Rope climbing - not my sport.

"Try harder, child!" called one of the members in charge of my training, Mr. O. "Don't look down! You're almost there!"

"I-I can't d-do this!" I wailed.

"Yes, you can!" he shouted encouragingly. "Now, slide your arms up first! Then your legs! Atta girl!"

I did what he said, barely. I tried hard not to look down, but I did anyway. It wasn't as if I was afraid of heights, but I definitely didn't find it comfortable.

But finally, I was able to climb thirty feet of rope with scalding hands.

"Very well done, Ms. R," said Mr. I, who had come to the warehouse to check on us. "I am impressed by your results. It seems like just three weeks ago you had joined us – now look how much you've learnt!" He patted my head and I gave him a confused smile. This was the sort of thing grandfathers told their granddaughters. I wondered whether this was what he thought of me – a little granddaughter.

"Thank you, Mr. I," I said.

"Ms. E," he addressed my aunt who oversaw my progress. "I think it is time to increase the level. Stage thirteen on the scale, perhaps?"

"Of course, sir." She said. "Come along, my dear niece. We have a lot to do."

We left Mr. I and O there chatting and went to the other part of warehouse.

"What did he mean, stage thirteen?"

"Our system of training of members is based on a scale." She said. "This scale has different levels which have different stages. Each one has three rounds, like you've been doing for the past week. The thirteenth stage demarcates the start of the third and last level – so according to logic, each level has four stages.

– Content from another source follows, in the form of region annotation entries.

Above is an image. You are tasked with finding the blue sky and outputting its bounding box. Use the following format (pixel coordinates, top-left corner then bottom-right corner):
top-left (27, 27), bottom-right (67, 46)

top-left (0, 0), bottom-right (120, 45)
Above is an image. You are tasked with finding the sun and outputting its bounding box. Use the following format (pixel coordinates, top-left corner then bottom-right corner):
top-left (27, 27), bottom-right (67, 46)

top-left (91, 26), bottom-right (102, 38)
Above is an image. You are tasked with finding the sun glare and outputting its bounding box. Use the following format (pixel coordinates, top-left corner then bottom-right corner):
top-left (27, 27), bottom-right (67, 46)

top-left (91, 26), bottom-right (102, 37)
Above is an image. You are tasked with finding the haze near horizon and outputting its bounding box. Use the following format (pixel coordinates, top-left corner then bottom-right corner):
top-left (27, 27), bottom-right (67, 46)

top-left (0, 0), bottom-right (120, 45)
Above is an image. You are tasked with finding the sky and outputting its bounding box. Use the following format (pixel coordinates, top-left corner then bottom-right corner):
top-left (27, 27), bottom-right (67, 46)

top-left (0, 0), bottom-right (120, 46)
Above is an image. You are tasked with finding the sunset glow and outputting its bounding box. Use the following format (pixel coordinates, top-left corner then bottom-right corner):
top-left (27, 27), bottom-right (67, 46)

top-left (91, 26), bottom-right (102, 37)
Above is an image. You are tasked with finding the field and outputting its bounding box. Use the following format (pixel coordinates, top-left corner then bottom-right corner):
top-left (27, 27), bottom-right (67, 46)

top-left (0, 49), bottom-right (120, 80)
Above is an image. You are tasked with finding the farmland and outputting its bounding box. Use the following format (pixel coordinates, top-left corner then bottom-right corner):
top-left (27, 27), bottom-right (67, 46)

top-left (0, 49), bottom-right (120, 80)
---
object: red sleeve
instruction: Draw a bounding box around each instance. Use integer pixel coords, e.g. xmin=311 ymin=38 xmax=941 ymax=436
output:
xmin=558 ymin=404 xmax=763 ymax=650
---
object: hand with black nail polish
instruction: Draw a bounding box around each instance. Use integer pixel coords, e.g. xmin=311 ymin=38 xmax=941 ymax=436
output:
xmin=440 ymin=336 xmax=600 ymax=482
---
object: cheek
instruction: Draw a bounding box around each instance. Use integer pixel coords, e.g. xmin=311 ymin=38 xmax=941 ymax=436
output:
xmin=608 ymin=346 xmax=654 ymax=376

I am proud you have reached this level in less than a week. The last person who accomplished this feat was your mother herself." Her eyes drifted away from me and a melancholy smile took over her features.  "Ah, Darrell – I miss her. Amazing minister, you know. She did things no one could imagine –" She chuckled. "Like marrying your father, for instance."

I looked at her, surprised. "Why on Earth was it so unimaginable?"

"Before they got married, they often got into arguments – some lasting days. It was very irritating. I never liked Jason, to be honest. He seemed so childish, at times. And at times, he could be so serious, you could laugh at the look on his face. And he looked very old for his age. When he joined the organization, he was around twenty-five, and someone mistook him for thirty-five! His hair thinned very quickly and he already had reading glasses. People used to laugh behind his back at his nasal voice. I think –"

"Aunt Delilah," I said, fuming, but managing to keep my voice sarcastically sweet. "Maybe we should focus of the task ahead of us instead of telling me how much you disliked my dear old father."

Her jaw tightened. "I'm only telling you the truth, Evangeline. Ministers are supposed to bond with each other, and I am trying to –"

"Bond?" I completed. "Maybe you should have tried when I was still a child, right? Bonding with your niece after eighteen years is a little too late, Aunt Delilah. And bonding with your niece by insulting her dead father is even worse."

She huffed angrily. "I see. We won't get along so easily, will we? Now, how about we make this just a business relationship and forget that we're really related?"

"That's all I ask."

She nodded and cleared her throat – and when she spoke, her tone was very formal. "Here, Ms. R." She showed me a clipboard on which paper was stuck, showing a chart. On it were diagrams of the different stages of training. "You are now on level three." She pointed to a diagram which showed a humanoid figure with a gun, another with a speech bubble near its mouth, another holding hangers with different types of clothes and another with a book.